Насколько же мы беспомощны!

Но и мы не лишены оружия, каковым являются наши остроумие и красота. И это весьма мощное оружие. Возможно, это — одна из причин, по которым свободные женщины так нас ненавидят.

Несколько мужчины собрались на берегу и с интересом наблюдали за нами. Что поделать, мы были рабынями.

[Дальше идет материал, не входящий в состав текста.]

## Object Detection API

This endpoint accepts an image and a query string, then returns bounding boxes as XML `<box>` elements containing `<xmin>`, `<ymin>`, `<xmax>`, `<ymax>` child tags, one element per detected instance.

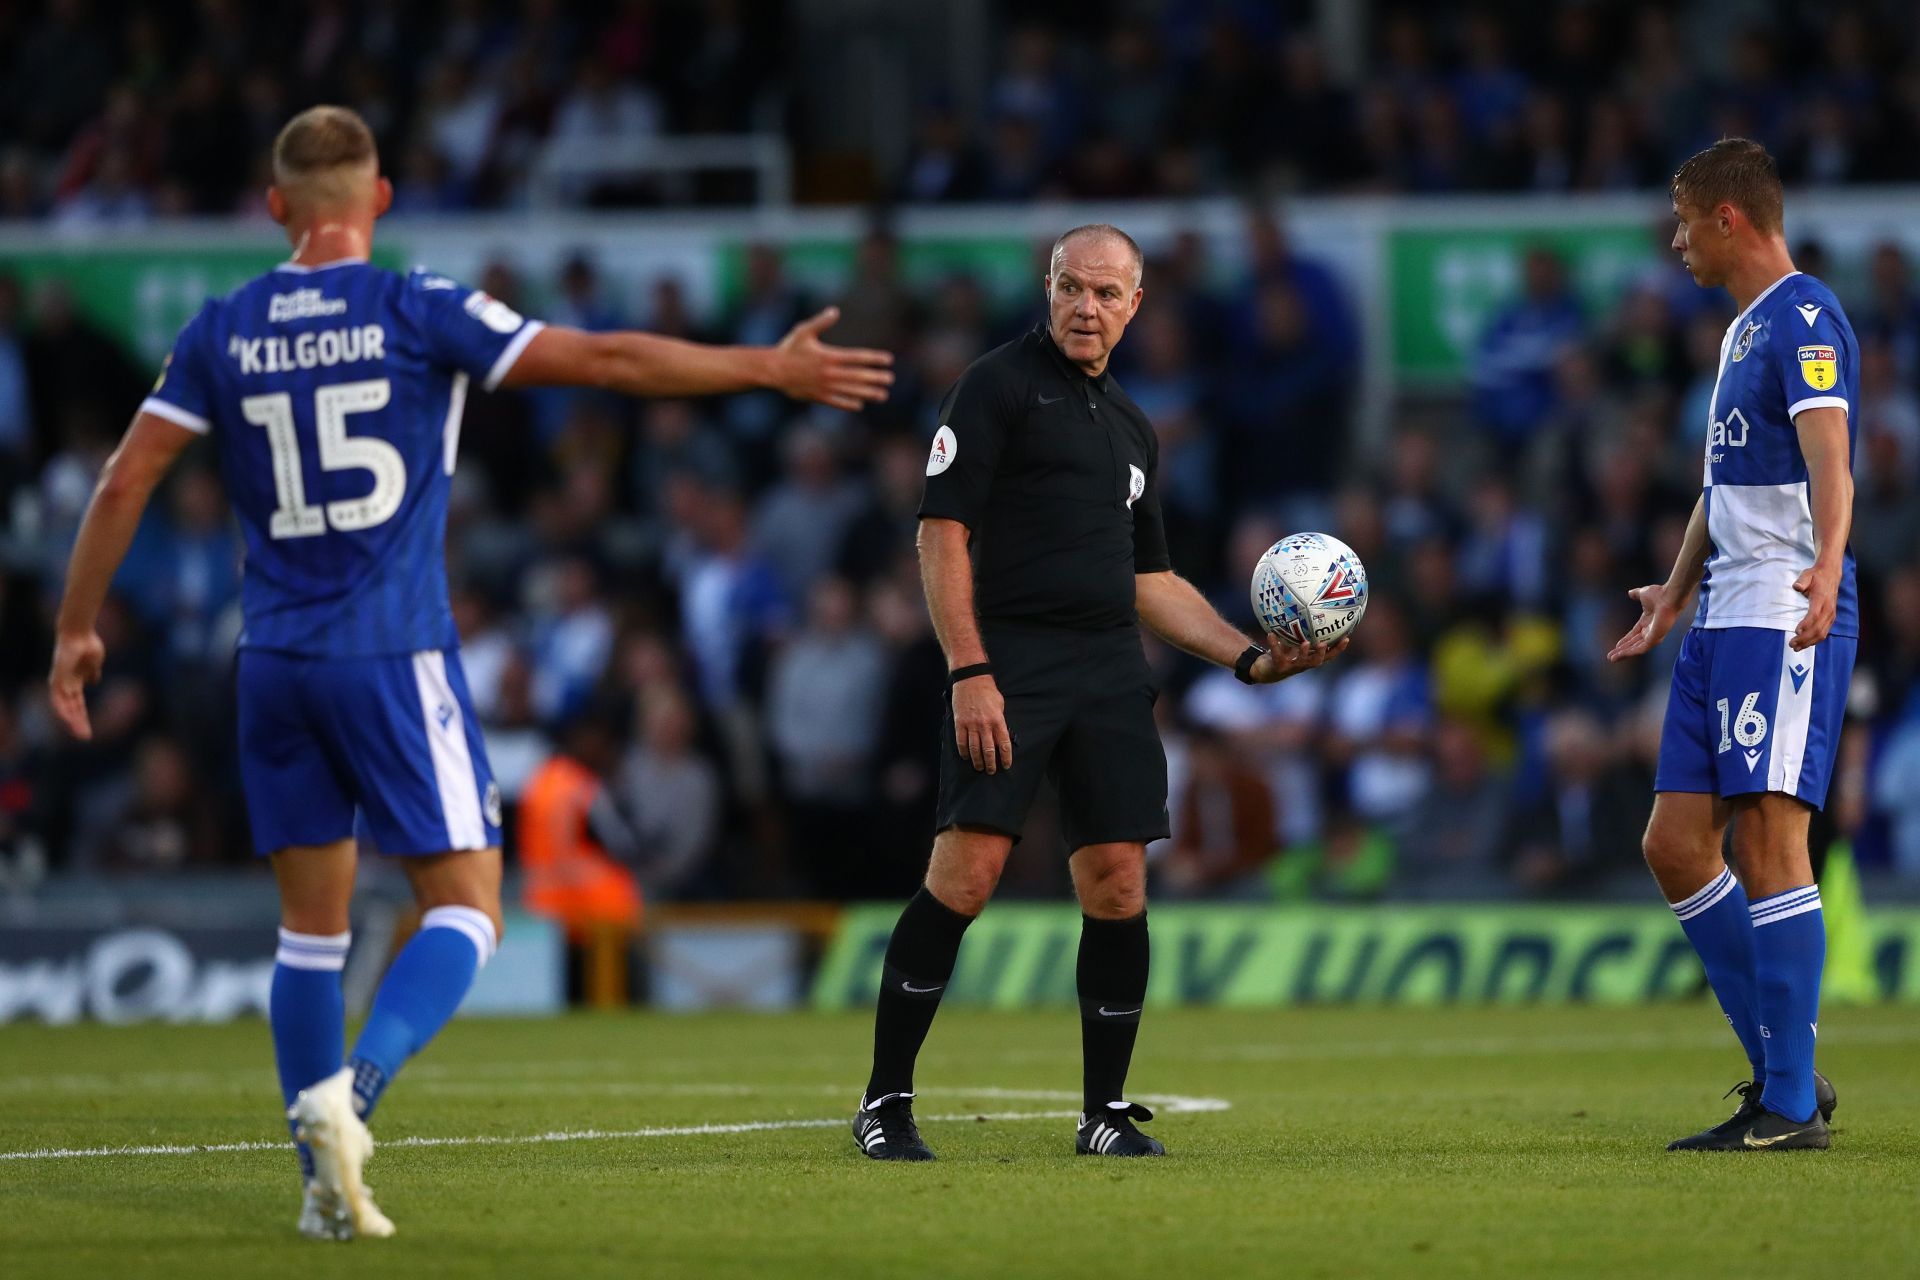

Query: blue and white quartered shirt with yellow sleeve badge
<box><xmin>1693</xmin><ymin>271</ymin><xmax>1860</xmax><ymax>635</ymax></box>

Мне вспомнился один мужчина, виденный мною очень давно, мужчина, в котором я каким-то образом, причём даже тогда, в далёком мире, разглядела своего господина. Я хорошо запомнила, как лежала у его ног в каком-то большом помещении, раздетая и связанная. Позже он оценивающе рассматривал меня перед торгами в Брундизиуме, а потом просто отвернулся и ушёл, оставив меня отделённую от него решёткой, движимое имущество, живой товар, чьё место в клетке. А с каким презрением он взирал на меня на причале корабельного лагеря! Как я его ненавидела! И я помнила, как Донна стояла на коленях около Генсериха и целовала его бедро, как красивое, любящее, послушное животное, которым она и была. Мне тоже понравилось бы стоять на коленях около его бедра, того господина, с которым я впервые повстречалась на далёкой планете, и точно так же выражать свою рабскую преданность, отчаянно надеясь, что не буду отброшена в сторону его раздражённой оплеухой.